The way cooler event( literally) last night was at the GA Capitol (Gold Dome) with Jim Martin and his fav entertainers- TI, Ludacris and Atlanta native Young Jeezy. It was hilarious to see Congressman John Conyers as he says "representing" the Dizzy Gillespie music scene. Cong. John Lewis also spoke and he's so wonderful and funny.

About 500 folks came out in the cold to support Jim Martin in his efforts to replace "big daddy" multiple Vietnam deferment cause a trick knee Saxby Shameless.. Except that his trick knee doesn't bother him when Golf magazine ranks him 33rd in the Congress for best players.

GA voters please come out and support Jim Martin-he's a wonderful man, very progressive and a ally to many.

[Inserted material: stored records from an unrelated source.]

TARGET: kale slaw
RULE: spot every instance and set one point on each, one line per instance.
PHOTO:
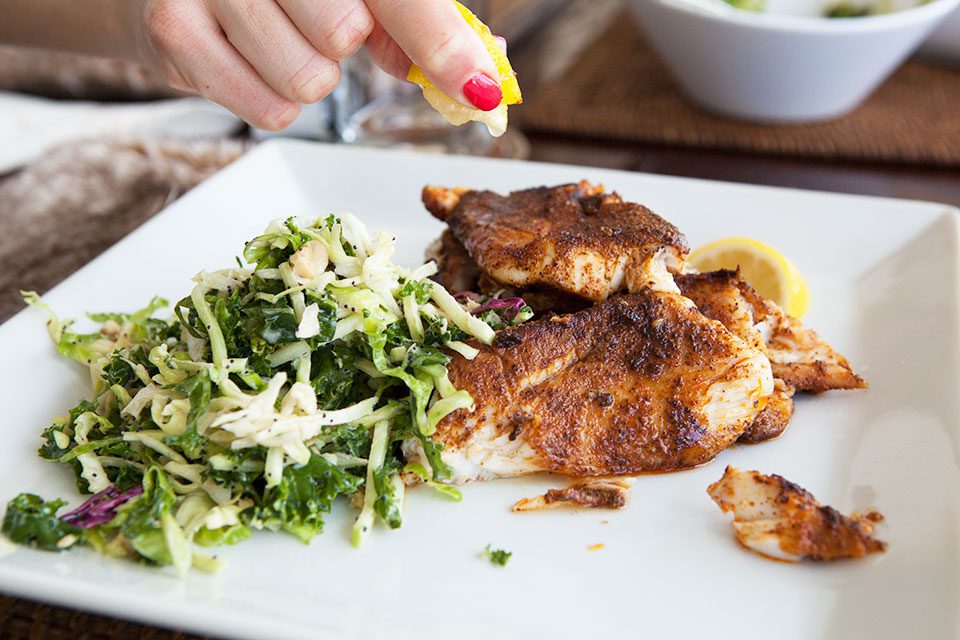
(271, 391)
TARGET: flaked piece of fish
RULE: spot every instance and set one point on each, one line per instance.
(639, 382)
(778, 519)
(798, 356)
(574, 238)
(593, 493)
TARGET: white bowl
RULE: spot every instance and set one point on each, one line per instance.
(786, 64)
(944, 44)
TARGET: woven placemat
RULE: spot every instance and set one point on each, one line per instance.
(619, 89)
(25, 620)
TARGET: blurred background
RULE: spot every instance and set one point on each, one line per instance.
(784, 96)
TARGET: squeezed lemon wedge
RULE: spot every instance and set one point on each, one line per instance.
(458, 114)
(768, 270)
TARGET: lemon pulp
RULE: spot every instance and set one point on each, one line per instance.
(458, 114)
(765, 268)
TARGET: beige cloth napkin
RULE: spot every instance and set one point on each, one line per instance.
(79, 199)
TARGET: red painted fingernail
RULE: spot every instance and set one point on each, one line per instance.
(482, 92)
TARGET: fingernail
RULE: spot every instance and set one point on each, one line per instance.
(482, 92)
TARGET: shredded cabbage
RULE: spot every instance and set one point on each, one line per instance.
(274, 389)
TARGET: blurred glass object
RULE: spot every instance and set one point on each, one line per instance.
(315, 122)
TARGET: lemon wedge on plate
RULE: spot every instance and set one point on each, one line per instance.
(768, 270)
(458, 114)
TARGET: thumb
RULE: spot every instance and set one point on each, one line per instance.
(434, 35)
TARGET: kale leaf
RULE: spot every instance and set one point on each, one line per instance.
(31, 521)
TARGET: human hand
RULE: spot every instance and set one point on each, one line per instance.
(263, 58)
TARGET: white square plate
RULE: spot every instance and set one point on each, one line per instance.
(884, 280)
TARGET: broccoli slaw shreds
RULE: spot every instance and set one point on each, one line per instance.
(271, 391)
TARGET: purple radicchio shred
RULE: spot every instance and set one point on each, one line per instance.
(100, 508)
(463, 296)
(511, 305)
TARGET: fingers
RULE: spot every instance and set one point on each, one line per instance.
(336, 28)
(437, 38)
(287, 61)
(194, 54)
(387, 54)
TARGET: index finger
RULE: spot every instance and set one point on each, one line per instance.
(435, 36)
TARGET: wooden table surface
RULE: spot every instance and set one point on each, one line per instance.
(545, 52)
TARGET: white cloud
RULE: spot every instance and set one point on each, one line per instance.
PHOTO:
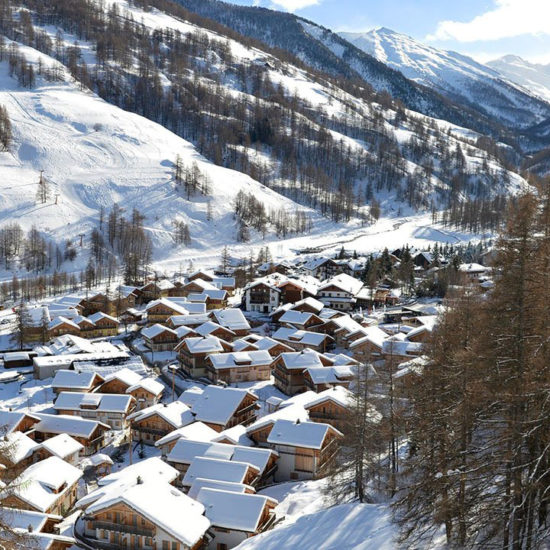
(507, 19)
(293, 5)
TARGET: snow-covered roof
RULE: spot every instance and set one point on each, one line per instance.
(176, 413)
(191, 395)
(231, 318)
(58, 321)
(309, 435)
(237, 359)
(301, 359)
(338, 394)
(212, 468)
(37, 315)
(193, 320)
(230, 510)
(163, 505)
(311, 302)
(186, 450)
(25, 519)
(197, 431)
(19, 446)
(148, 384)
(97, 460)
(340, 359)
(62, 445)
(345, 282)
(101, 315)
(207, 344)
(345, 322)
(71, 425)
(401, 347)
(315, 263)
(235, 435)
(472, 268)
(207, 328)
(71, 379)
(304, 337)
(292, 413)
(124, 375)
(201, 483)
(205, 285)
(374, 335)
(40, 484)
(183, 332)
(149, 469)
(212, 293)
(102, 402)
(296, 317)
(10, 419)
(217, 405)
(156, 329)
(171, 304)
(330, 375)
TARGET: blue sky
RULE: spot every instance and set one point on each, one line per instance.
(484, 29)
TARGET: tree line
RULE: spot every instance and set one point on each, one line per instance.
(230, 127)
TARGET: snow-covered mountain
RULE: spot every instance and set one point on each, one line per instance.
(94, 154)
(329, 52)
(295, 140)
(454, 75)
(533, 76)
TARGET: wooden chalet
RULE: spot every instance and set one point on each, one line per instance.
(331, 407)
(289, 368)
(153, 423)
(235, 517)
(222, 408)
(193, 352)
(151, 514)
(305, 448)
(159, 311)
(242, 366)
(48, 486)
(90, 433)
(105, 325)
(159, 338)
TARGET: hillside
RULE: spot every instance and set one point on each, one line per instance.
(456, 76)
(94, 155)
(111, 104)
(532, 76)
(322, 48)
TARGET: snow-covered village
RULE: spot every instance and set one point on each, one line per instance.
(195, 413)
(274, 275)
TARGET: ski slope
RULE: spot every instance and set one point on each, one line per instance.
(454, 74)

Sarah honey-go home we already have enough trailer trash here. As some said about her early on she's the Devil wearing Payless..

Jules in Cobb

FranIAm said...

We're bringing Saxby back?

dguzman said...

Somewhere, Justin Timberlake is shuddering right now.

puravida said...

I can clearly read Saxby's lips.

He's saying, "Fucking bitch."

Anonymous said...

Palin, shmalin. I'm hoping for a Saxby Chambliss / Lauch Faircloth ticket in 2012!

samael7 said...

His name is so scat-inspiring.

Saxbeeee Chammmmmm BLISSSSS
Do-wah do-wah do-wah
Mah mah mah do do do do
Chammmm mum mum num num mum hmmmm ah ah

What? Oh, yeah, the other kind of "scat" too.

Fran said...

Hard to imagine, pretty-in-pink Sarah will head back to Alaska where she shoots wildlife from airplanes.

Yes, that is an outfit she wore in the VP campaign.
Maybe she thought folks would forget, since she obviously did.

rptrcub said...

I pray to the Flying Spaghetti Monster that Saxby's rude ass gets thrown out.

imissamerica said...

Yeah, go Saxby! You have managed to win a race nobody really cares about, and you didn't even need to desecrate a one-limbed Vietnam war hero's patriotism to earn it!
Congratulations, Sax, you have officially saved the Republican Party from absolute irrelevance!